Here is why Obama deserves no credit for the recovery

Wall Street Journal:


Seven years after the recession began, only one in 50 U.S. counties has fully bounced back, according to a study the National Association of Counties released Monday.

The 2014 County Economic Tracker shows that 65 of the nation’s 3,069 counties have met or surpassed prerecession levels in four measured categories: jobs, unemployment rate, economic output and home prices.

Those places range from Anderson County, S.C., to McKenzie County, N.D., to Kodiak Island, Alaska.

National employment surpassed 2007 levels during 2014 and the U.S. gross domestic product had fully recovered from the recession by 2011. But the national unemployment rate was 5.6% in December compared with 5% when the recession began seven years earlier.
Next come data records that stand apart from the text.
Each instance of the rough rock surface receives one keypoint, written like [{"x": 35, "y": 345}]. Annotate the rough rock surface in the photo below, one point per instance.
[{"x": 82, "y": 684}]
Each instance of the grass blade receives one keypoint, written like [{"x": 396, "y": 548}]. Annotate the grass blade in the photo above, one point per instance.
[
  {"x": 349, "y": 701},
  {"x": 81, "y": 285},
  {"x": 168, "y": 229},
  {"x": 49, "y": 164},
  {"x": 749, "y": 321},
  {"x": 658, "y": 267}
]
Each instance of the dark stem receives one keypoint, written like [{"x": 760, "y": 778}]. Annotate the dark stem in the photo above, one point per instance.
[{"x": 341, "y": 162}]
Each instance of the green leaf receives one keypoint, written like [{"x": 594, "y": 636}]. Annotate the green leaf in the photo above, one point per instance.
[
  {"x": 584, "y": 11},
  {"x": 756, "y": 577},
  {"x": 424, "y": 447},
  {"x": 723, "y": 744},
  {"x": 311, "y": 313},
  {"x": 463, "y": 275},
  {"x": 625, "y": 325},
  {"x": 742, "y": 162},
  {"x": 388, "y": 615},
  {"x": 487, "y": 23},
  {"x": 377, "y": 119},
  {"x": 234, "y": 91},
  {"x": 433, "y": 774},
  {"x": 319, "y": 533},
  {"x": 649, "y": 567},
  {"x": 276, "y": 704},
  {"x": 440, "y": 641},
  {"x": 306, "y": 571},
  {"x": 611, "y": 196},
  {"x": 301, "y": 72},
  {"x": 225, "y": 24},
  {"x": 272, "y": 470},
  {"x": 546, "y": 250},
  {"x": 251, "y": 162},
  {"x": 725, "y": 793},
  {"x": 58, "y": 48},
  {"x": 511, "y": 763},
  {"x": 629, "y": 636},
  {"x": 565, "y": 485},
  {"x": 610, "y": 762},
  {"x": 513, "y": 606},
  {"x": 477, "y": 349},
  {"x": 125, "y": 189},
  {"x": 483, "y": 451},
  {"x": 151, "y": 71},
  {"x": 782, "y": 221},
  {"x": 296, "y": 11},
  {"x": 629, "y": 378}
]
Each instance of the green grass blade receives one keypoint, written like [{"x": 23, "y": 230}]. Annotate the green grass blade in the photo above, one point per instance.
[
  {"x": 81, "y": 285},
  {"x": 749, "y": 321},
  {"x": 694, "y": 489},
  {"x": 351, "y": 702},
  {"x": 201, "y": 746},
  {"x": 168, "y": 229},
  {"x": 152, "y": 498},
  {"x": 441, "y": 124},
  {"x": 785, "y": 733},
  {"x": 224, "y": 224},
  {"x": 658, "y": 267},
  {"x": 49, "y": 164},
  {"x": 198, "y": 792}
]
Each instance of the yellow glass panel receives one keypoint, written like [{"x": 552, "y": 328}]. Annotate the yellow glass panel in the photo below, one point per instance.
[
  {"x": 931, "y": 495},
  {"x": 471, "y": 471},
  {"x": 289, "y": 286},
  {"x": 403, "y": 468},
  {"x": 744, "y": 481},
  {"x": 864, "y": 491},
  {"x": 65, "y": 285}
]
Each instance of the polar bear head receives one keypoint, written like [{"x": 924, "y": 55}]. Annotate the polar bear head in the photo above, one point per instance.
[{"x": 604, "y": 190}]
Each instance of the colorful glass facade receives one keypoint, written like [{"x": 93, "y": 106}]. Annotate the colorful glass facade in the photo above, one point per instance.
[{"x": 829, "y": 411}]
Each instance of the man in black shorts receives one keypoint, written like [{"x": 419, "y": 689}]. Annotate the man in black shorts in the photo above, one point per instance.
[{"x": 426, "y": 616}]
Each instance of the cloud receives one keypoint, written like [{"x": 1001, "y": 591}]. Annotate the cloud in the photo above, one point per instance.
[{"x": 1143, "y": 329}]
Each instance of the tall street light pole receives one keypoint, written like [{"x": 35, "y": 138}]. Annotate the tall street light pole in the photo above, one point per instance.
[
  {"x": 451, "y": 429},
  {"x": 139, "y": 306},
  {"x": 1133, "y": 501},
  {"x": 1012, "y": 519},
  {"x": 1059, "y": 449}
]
And housing values in much of the country have yet to fully return.

The recovered counties are largely located in energy-rich areas and have small populations. Of the 65 recovered counties, 24 are in Texas and 16 are in North Dakota. The others are generally in the middle of the country, including nine in Minnesota and eight in Kansas.

None of the recovered counties has more than 500,000 residents.
...
What is not mentioned is that because of the decline in the price of oil, layoff are already happening in the areas that have seen the most growth.  The rig count is down and the service industry is laying off thousands.  Wall Street is also laying off thousands.  The numbers on the effects of these layoffs are not yet in the calculations but they should show up in the first quarter results.  You have 40 counties in the oil patch.  Some of business in other counties is also related to the oil business.